4.10. Tissue culture: proliferating and primary cells

Flp-In T-Rex HeLa stable cell lines were cultured in DMEM (Dulbecco's modified Eagle's medium) supplemented with 10% FBS (fetal bovine serum), 2 mM l-glutamine, 1× penicillin/streptomycin 1× non-essential amino acids (Life Technologies), 15 µg ml⁻¹ of blasticidin and 100 µg ml⁻¹ of hygromycin. Cell transfections of untagged wild-type or mutant Parkin were performed using polyethylene method [73]. Cultures were induced to express protein by addition of 0.1 µg ml⁻¹ of doxycycline to the medium for 24 h. To depolarize or uncouple mitochondrial membrane potential, proliferating cells were treated with 10 µM antimycin (Sigma) and 1 µM oligomycin dissolved in DMSO. Primary mouse cortical neurons were isolated from the brains of wild-type or mutant embryos of either sex at E16.5. Embryonic cortices were collected in HBSS, and cells were dissociated by incubation with trypsin-EDTA (#25300-054, Gibco) at 37°C. Cells were then diluted in Neurobasal medium containing B27 supplement, Glutamax, penicillin/streptomycin and plated at a density of 6.0 × 10⁶ cells/well on 6-well plates coated with 0.1 mg ml⁻¹ poly-l-lysine (PLL; Sigma). Neurons were cultured at 37°C in a humidified incubator with 5% CO₂. Every 7 days, the medium was replaced with fresh medium containing B27. To depolarize or uncouple mitochondrial membrane potential in neurons, cultures were treated with 10 µM antimycin (Sigma) and 1 µM oligomycin dissolved in DMSO at 37°C.

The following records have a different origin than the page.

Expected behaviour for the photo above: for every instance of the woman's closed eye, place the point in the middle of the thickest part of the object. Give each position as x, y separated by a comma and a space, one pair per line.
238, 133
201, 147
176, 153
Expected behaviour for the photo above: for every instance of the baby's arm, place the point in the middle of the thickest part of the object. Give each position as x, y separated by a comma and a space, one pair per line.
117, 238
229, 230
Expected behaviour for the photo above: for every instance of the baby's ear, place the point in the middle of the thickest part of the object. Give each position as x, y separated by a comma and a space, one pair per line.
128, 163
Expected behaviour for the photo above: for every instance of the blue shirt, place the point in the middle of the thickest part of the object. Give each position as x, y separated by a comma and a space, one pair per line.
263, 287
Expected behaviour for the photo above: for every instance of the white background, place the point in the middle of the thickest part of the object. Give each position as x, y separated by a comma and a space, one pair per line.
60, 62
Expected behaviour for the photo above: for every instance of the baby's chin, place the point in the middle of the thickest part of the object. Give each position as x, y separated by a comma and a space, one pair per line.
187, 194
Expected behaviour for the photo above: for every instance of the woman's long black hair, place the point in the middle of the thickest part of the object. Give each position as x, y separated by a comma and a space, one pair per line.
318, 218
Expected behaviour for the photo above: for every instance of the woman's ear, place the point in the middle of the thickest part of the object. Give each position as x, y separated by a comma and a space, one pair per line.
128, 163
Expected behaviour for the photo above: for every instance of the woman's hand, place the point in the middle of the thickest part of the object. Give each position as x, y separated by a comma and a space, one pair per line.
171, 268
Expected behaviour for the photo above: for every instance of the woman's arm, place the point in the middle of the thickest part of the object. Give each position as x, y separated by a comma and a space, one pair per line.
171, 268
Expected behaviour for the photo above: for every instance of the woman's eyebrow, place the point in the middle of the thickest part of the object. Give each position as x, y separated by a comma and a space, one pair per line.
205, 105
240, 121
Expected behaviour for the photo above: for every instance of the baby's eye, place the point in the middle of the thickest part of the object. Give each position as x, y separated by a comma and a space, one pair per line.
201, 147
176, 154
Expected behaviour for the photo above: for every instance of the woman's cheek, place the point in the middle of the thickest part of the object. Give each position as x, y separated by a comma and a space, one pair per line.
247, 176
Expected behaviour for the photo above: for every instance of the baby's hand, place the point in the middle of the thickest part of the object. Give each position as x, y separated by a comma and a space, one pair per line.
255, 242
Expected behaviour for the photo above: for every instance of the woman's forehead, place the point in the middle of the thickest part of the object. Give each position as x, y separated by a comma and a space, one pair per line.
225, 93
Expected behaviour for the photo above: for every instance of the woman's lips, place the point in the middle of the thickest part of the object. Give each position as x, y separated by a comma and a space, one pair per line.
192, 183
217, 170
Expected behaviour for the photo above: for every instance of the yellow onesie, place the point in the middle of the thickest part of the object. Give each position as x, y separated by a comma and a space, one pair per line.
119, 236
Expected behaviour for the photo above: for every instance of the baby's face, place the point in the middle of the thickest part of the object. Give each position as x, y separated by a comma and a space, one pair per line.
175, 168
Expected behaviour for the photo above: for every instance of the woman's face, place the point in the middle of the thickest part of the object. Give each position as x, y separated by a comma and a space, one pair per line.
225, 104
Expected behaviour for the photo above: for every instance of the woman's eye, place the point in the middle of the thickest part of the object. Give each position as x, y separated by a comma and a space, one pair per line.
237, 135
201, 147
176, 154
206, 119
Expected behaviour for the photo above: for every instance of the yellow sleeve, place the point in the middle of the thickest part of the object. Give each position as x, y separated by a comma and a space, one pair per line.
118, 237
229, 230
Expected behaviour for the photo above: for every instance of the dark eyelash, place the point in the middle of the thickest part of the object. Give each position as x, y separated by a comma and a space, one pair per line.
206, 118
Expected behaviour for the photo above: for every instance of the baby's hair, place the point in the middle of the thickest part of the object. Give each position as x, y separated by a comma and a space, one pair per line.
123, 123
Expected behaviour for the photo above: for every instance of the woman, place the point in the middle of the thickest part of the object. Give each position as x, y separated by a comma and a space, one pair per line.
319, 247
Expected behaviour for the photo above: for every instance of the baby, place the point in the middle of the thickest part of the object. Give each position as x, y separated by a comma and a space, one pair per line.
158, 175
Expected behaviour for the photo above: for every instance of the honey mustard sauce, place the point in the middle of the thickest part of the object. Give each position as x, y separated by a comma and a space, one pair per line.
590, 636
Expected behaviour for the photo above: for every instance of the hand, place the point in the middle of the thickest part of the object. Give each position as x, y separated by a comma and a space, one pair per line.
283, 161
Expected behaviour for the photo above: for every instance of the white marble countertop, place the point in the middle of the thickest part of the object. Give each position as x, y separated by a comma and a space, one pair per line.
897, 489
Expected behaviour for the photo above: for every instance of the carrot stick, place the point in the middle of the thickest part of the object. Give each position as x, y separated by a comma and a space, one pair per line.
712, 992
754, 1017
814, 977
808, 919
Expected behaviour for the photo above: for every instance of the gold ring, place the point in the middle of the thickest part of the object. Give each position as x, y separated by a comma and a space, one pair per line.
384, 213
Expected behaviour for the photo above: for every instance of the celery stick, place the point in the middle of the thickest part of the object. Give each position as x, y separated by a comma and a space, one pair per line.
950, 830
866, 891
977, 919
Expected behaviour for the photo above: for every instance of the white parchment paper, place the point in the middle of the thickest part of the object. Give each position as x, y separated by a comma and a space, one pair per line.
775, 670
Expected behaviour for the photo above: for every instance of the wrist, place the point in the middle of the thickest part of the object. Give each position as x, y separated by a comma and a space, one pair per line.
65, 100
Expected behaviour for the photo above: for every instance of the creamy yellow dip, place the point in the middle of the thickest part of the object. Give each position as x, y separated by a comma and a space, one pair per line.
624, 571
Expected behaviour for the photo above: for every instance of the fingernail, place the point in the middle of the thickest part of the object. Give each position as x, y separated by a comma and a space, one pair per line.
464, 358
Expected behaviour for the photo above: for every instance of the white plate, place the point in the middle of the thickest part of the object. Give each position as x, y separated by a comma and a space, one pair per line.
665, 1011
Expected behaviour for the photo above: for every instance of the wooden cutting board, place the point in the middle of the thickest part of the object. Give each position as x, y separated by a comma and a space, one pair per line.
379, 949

Primary lung fibroblasts were derived from adult mice as previously described and maintained in DMEM/20%FBS/penicillin–streptomycin at 37°C/5% CO₂ [26]. Primary human skin fibroblast cultures at a low passage from the patient and one matched control were established from a minimally invasive skin biopsy sample according to routine culture procedures. The cells were cultured in 5% CO₂ and 90% humidity in high-glucose DMEM media (Gibco) supplemented with 10% FBS (LSP #S-001-BR), 1× non-essential amino acids, 1 mM sodium pyruvate, 100 Units/ml penicillin, 100 µg ml⁻¹ streptomycin and 2 mM l-glutamine. The retrovirus for analysis of mito-QC in human fibroblasts was generated as previously described [52]. The cDNA for the mito-QC reporter (mCherry, GFP and residues 101–152 of human FIS1) was cloned into a pBABE.hygro vector or pBABE.puro vector. The construct was co-transfected into 293FT cells with GAG/POL and VSV-G expression plasmids (Clontech, Saint-Germain-en-Laye, France) for retrovirus production using Lipofectamine 2000 (Life Technologies) in accordance with the manufacturer's instructions. Virus was harvested 48 h after transfection and applied to cells in the presence of 10 mg ml⁻¹ polybrene. Cells were selected with either 500 µg ml⁻¹ hygromycin B or 2 µg ml⁻¹ puromycin. Selected cells were seeded and incubated for 24 h into glass bottom dishes (Ibidi μ-Dish 35 mm) with media free of sodium pyruvate and non-essential amino acids. Mitophagy was stimulated for 24 h with 10 µM antimycin A (Sigma #A8674) and 5 µM oligomycin A (Sigma #75251), and controls were treated at equal volumes of DMSO. Cells were fixed for 20 min with 3.7% PFA (Sigma #P6148) pH 7.0, and subsequently washed twice with 2 ml of DMEM + 10 mM HEPES pH 7.0 and incubated for at least 10 min. Images were acquired using a ZEISS LSM 710 confocal microscope and quantified using Volocity 6.3 image analysis software as previous described [39].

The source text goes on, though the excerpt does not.